THE “SLOW DOWN” OPTIONJanuary 19, 2015
LET BE BE FINALE OF SEEMFebruary 3, 2015
Those of you who have experienced my Somatic and Intuitive Coaching work know I believe that a sense of safety in the body is the foundation both for healing trauma and practicing new ways of being.
Somatic safety means giving your body experiences of feeling protected and/or able to take care of itself.
My avian assistant Zee has taught me alot about the “containment” or “holding” aspect of somatic safety.
Containment means giving your body a feeling of being held, of having a sense of boundary. With containment, emotions and sensations have a somatic beginning and end. They shift from “overwhelming” to manageable.
You can give yourself this experience with or without props.
With Props: you can use blankets, pillows, eyebags or sandbags, a wall, the floor or water to give your body a sense of being held.
You could put a sandbag on your chest, or hide under a pile of pillows, get in a warm bath and feel the water holding your skin, or wrap yourself in blankets.
You can wear a thick scarf or hoodie and feel the coziness. Notice which parts of your body like being held the most, and notice how you feel when you allow yourself to really rest inside that holding.
Without Props: you can push your arms against your sides; push your legs together; cradle your arm(s) around your head. Do each of these gently but firmly for five seconds, then pause and repeat.
Or you can lie down and push your feet against a wall, noticing your length from head to toe, feeling where you begin and end.
Certain breathing practices, such as counting the length of your inhalations and exhalations (ie. “In, 2, 3, 4. Out, 2, 3, 4.”), or silently labeling the “beginning,” “middle” and “end” of a breath cycle, can also support containment.
To see if a containment practice works for you, try it out a few times, and pay attention to your body’s feedback—is it a “yes” a “no” or a “maybe?” If it is a yes, invite yourself to practice it every day.
My baby parrot Zee has shown me how essential a sense of safety is for healthy development.
Here Zee is demonstrating his favorite “With Props” containment method: hiding in his fuzzy “happy hut.”
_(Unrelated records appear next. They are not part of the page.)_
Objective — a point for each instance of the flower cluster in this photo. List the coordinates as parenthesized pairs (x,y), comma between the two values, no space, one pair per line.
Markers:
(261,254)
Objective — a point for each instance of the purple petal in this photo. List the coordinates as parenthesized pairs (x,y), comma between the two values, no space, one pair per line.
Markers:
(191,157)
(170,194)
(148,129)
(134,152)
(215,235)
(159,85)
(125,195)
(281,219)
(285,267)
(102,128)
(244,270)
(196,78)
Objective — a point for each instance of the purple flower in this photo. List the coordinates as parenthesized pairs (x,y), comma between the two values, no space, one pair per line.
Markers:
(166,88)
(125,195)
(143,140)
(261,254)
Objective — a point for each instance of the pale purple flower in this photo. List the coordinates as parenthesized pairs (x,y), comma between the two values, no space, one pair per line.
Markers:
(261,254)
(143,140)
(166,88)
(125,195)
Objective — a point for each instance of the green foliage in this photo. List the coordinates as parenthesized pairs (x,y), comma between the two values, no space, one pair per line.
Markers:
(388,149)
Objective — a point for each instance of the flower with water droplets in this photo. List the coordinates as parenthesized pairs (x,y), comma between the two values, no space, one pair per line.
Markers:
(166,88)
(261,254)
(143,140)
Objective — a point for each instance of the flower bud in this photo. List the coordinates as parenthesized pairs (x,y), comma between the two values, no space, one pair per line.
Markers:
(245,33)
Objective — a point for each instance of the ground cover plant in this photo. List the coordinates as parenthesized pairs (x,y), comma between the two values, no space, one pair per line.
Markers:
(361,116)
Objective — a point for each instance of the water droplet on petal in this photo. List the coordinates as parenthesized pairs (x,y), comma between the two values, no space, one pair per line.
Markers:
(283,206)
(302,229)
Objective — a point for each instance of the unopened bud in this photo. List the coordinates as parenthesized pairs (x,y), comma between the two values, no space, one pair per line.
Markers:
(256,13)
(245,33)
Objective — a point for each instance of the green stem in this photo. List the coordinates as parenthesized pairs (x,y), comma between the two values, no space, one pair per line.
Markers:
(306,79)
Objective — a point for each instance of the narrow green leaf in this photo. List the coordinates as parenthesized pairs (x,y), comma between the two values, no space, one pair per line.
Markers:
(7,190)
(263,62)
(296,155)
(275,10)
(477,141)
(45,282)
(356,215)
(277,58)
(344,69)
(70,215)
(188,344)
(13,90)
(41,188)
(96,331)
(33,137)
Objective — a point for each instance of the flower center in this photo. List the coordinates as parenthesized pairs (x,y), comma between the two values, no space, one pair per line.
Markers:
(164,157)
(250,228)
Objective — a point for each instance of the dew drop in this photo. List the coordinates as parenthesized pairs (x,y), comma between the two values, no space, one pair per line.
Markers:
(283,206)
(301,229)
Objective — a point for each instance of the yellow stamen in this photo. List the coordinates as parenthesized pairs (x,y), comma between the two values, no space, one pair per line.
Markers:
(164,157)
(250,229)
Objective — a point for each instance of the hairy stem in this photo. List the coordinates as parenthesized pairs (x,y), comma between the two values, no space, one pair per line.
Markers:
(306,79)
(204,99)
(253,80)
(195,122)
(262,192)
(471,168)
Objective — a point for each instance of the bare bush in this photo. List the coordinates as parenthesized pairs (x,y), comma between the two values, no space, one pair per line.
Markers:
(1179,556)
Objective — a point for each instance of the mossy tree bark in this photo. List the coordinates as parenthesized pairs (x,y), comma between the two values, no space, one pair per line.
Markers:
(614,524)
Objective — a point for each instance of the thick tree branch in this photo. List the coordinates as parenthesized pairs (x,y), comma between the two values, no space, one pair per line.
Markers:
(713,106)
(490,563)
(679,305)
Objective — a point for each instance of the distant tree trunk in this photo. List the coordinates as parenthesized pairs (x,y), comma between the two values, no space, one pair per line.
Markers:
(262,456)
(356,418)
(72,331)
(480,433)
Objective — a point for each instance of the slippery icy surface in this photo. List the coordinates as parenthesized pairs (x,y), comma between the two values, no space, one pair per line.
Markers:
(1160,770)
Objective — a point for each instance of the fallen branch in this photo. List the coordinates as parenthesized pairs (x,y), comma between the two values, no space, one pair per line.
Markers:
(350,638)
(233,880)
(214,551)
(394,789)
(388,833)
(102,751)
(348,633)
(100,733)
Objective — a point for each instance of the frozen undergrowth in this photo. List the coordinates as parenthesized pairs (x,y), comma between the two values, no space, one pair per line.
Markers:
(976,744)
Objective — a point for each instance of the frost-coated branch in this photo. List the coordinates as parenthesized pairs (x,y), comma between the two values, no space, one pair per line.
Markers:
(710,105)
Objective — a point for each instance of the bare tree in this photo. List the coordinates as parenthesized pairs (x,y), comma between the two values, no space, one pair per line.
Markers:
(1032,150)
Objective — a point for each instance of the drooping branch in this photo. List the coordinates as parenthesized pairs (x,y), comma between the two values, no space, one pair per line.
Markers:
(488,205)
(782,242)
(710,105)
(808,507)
Sometimes Zee feels exposed, like when a big seagull or crow flies by our window. Parrots, like all prey animals, are ever-vigilant of predators.
Zee can also be timid when he meets a new person. He needs to gather his courage to explore a new object or area (such as his tree-playground).
Often during these vulnerable moments, he darts into his cozy “happy hut.”
Zee has so far lived a trauma-free life. It is not trauma that makes him cautious about new experiences. It is natural for him to hide, peek his head out slowly, retreat, and eventually emerge and explore.
Exploring includes many “happy hut” interludes. When Zee has had enough, risked enough, he returns to his refuge to rest and digest until curiosity draws him out again.
Parrots’ heads—especially their ears–get itchy. They can scratch their heads with their feet, but it is not as nice as having another bird preen them.
The first time I saw Zee scratching his head, I reached out to scratch it for him. He chittered and snapped at me, ferocious as a mini dragon. He did not yet trust my hands.
But later, he scurried into his fuzzy hut, poked his head out and nudged my fingers. This was my cue, and he let me scratch his head a little bit. Zee felt insulated enough by the happy hut to risk me touching his vulnerable head.
As the days passed, he allowed me to scratch his head more and more. Nowadays, he lets me give him “cuddles” out in the open, far away from his happy hut! He just needed to take his time.
We are biologically similar to Zee and other baby animals. We need a baseline of safety and holding in order to explore and risk and trust.
All of us need to take it slow, and sometimes retreat. The dance of two steps forward, one step back is integral to healthy development.
This holds true even more when we are healing from personal or social trauma.
Our bodies have a natural need for steady holding, and a natural rhythm of retreating and exploring, contracting and expanding.
When we respectfully collaborate with this body rhythm, we are able to sustain each little victory of growth and healing. Our once narrow world expands–sustainably.
Zee reminds me of this every day. If I try to push him past his safety zone, he gives me a big “No” by acting out, or hiding in his hut.
When I drop my agenda, I am more able to notice when he has “had enough” and when he is ready for adventure.
I can respond appropriately and support his growth. With this foundation of safety and trust, his confidence—and his world–expands. As does mine. We bring each other joy.
Zee reminds me that I, too am a biological animal; I also need to nurture and challenge myself: What do I need right now? How much is enough? How much is too much?
Am I having a “happy hut” moment, or am I ready for a new adventure?
How about you? How are you treating your animal body?